Swedish electric vehicle maker Polestar on Wednesday cut its longstanding 2025 deliveries target and said that despite cost cuts, it will still need to raise cash to break even that year.

The company also cut its guidance for the current year.

Shares rose about 3% in after-hours trading.

Polestar said it now targeting a gross profit margin “in the high teens” for 2025, with a total annual volume of roughly 155,000 to 165,000 vehicles. At the time of its initial public offering last year, Polestar was targeting annual sales of about 290,000 vehicles by the end of 2025.

For 2023, Polestar now expects to deliver “approximately 60,000” vehicles, at the low end of its previous guidance range, with a positive gross margin of about 2%. The company had previously guided to deliveries of between 60,000 and 70,000 vehicles in 2023, with a gross margin of 4% for the year.

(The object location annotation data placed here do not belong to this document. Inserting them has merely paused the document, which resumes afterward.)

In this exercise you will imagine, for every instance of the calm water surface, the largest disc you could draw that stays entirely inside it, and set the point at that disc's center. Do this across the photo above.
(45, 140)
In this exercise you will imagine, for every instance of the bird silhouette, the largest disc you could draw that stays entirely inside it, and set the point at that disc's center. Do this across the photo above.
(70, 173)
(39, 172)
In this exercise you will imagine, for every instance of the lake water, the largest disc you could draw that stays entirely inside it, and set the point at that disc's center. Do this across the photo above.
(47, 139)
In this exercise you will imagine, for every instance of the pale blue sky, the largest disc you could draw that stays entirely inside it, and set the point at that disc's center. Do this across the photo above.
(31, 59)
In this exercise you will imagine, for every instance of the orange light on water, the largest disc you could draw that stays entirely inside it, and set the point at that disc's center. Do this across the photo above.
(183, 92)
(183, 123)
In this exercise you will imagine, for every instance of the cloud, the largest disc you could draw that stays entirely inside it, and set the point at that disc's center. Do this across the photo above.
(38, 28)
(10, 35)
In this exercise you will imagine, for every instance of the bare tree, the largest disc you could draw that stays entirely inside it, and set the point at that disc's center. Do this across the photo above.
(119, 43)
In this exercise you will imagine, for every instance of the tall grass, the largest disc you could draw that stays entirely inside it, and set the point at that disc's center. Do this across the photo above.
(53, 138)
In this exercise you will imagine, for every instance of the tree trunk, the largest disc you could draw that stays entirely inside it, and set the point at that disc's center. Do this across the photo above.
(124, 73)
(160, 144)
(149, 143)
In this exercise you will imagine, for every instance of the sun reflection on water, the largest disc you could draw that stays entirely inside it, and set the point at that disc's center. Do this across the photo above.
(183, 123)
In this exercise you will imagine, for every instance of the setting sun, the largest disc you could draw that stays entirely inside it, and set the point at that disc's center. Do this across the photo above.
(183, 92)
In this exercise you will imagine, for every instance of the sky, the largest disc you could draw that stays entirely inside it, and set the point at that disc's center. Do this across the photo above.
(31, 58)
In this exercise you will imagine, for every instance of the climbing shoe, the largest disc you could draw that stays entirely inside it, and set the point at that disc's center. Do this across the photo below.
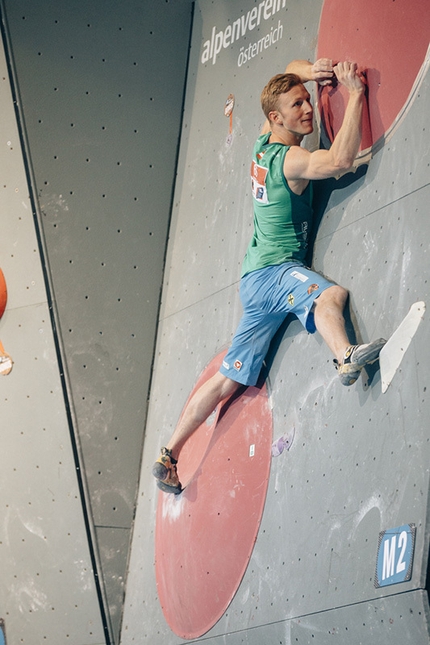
(165, 472)
(355, 358)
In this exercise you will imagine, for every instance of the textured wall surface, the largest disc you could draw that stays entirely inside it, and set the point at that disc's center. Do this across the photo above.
(48, 592)
(101, 92)
(359, 463)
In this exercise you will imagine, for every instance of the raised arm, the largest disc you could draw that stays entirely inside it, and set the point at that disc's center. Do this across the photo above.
(321, 71)
(302, 164)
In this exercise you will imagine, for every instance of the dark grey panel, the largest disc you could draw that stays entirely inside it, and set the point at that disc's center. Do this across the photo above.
(101, 87)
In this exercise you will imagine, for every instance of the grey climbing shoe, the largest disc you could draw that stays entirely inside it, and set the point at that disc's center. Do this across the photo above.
(165, 472)
(355, 358)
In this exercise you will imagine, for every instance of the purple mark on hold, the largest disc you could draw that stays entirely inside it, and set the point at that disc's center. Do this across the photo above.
(283, 443)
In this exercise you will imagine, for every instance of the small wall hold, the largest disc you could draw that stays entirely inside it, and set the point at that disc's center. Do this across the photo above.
(228, 111)
(283, 443)
(6, 362)
(3, 293)
(394, 350)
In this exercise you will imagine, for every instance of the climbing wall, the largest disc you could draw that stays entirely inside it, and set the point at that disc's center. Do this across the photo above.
(342, 545)
(99, 95)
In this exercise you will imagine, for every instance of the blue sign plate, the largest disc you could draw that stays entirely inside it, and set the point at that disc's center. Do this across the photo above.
(395, 555)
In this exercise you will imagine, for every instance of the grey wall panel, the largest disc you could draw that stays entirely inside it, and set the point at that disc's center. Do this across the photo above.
(48, 592)
(359, 461)
(101, 88)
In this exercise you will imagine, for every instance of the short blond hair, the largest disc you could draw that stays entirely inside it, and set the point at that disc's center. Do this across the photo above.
(279, 84)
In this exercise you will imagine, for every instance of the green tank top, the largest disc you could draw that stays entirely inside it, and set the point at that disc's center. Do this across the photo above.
(282, 219)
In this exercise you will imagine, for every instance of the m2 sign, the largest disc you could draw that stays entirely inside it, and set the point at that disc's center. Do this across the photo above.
(395, 555)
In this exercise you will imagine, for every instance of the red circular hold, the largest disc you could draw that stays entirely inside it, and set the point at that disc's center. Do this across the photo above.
(205, 536)
(389, 40)
(3, 293)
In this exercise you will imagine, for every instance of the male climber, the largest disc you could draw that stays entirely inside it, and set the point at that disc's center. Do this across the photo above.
(274, 279)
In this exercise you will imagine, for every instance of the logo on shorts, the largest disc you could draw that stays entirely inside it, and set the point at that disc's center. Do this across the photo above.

Polestar’s gross margin was 1.1% in the first nine months of 2023 and 4.9% in 2022. It delivered 51,491 vehicles in 2022.

Polestar also said it is taking additional steps to cut costs. It has received $450 million in new loans from its founding investors, Chinese automaker Geely Automobile Holding and Geely subsidiary Volvo Cars. It now expects it will need additional outside funding of about $1.3 billion to get to break-even cash flow in 2025.

“By having taken the necessary steps to re-work our business plan, we are reducing costs and improving efficiencies to create a more resilient and profitable Polestar – and reducing our funding need at the same time,” CEO Thomas Ingenlath said in a statement.

The news came as part of Polestar’s third-quarter earnings report.

Polestar’s net loss for the third quarter was $155.4 million. A year ago, Polestar reported a net profit of $299.4 million, thanks to an accounting credit related to the decline of its stock price at the time.

Revenue for the third quarter increased to $613.2 million from $435.5 million during the same period last year.

Polestar delivered 13,976 vehicles in the third quarter, up 51% from a year ago, and a total of 41,817 vehicles in the first nine months of 2023.

Polestar had $951.1 million in cash and equivalents at the end of the third quarter, down from $1.06 billion as of June 30.

Polestar confirmed that its upcoming Polestar 3, a large electric SUV, is on track to begin production in China in the first quarter of 2024 and in the United States in the summer of next year. The Polestar 3 is based on a new platform developed by (and shared with) Volvo Cars. It was originally expected before the end of 2023, but delays with the platform’s software — developed by Volvo — pushed it into 2024.

Production of the Polestar 4, a smaller crossover SUV, will begin in China next week as planned, the company said. Deliveries are expected to begin in China next month, and in the rest of the world early next year. An additional model, an upscale sedan called Polestar 5, is currently expected to go into production in China by the end of 2024.